Was Verena Schlüter erzählt, gilt nicht nur für die Tierklinik, in der sie tätig gewesen ist. 14 Prozent der in Praxen und Kliniken angestellten Tierärzte in Deutschland werden unterhalb des Mindestlohns bezahlt. Bei Berufsanfängern – in den ersten drei Jahren – sind es sogar 27 Prozent.
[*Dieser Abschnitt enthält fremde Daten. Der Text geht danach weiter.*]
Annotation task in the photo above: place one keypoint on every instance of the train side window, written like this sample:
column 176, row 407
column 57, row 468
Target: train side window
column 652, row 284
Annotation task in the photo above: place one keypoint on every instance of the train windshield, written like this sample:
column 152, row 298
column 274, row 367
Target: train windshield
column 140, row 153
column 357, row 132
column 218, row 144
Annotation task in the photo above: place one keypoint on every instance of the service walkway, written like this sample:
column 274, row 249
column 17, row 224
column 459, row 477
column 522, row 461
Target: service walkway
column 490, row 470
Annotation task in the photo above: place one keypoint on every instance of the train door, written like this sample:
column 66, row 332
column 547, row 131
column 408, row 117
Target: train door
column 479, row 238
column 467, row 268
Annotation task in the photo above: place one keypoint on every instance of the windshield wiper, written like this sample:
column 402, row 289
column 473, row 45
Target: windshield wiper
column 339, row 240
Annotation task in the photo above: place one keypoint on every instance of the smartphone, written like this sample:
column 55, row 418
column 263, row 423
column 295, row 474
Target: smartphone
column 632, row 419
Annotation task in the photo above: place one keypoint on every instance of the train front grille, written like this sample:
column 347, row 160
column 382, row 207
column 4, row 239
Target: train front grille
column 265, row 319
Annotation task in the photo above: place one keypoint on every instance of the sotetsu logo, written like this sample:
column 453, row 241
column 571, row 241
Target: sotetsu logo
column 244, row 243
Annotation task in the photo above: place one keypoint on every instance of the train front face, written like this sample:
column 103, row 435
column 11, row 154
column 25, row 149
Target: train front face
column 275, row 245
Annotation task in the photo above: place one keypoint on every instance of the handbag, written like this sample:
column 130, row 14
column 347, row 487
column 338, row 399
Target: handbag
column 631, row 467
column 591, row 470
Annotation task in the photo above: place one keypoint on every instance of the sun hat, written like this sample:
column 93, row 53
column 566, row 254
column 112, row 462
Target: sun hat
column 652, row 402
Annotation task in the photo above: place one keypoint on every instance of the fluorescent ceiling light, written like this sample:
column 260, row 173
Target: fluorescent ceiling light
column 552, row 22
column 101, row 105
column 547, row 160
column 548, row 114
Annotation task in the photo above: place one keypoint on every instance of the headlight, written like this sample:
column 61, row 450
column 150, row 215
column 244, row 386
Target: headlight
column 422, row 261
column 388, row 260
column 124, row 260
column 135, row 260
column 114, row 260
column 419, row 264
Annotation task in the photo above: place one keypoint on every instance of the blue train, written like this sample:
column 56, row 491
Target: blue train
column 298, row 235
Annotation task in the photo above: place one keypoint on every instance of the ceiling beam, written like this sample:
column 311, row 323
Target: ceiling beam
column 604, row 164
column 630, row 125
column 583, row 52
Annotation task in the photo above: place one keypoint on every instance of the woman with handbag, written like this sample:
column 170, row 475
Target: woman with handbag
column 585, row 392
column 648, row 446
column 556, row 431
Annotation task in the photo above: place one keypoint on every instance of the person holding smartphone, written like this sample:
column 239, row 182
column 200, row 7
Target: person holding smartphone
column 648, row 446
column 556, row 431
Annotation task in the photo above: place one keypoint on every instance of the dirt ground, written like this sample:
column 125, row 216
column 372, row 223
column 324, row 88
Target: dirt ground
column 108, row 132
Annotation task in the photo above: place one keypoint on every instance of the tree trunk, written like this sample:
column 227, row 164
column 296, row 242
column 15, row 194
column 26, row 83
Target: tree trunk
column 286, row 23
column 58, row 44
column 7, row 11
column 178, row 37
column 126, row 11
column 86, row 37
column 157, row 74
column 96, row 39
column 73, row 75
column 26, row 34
Das ist das Ergebnis einer neuen Studie im Fachmagazin Berliner und Münchener Tierärztliche Wochenschrift, die auf der Befragung von 1.200 angestellten Tierärzten in Deutschland beruht.

Für die Befragung ließ die Veterinärmedizinerin Johanna Kersebohm von der FU Berlin die Teilnehmer online detailliert über ihre Arbeitsbedingungen Auskunft geben. 88 Prozent der Teilnehmer waren Frauen. Das entspricht in etwa auch dem Anteil der Frauen an Tierärzten, die in Praxen angestellt sind. Von insgesamt 7.600 deutschen Tierärzten, die angestellt in Praxen arbeiten, sind 82 Prozent Frauen.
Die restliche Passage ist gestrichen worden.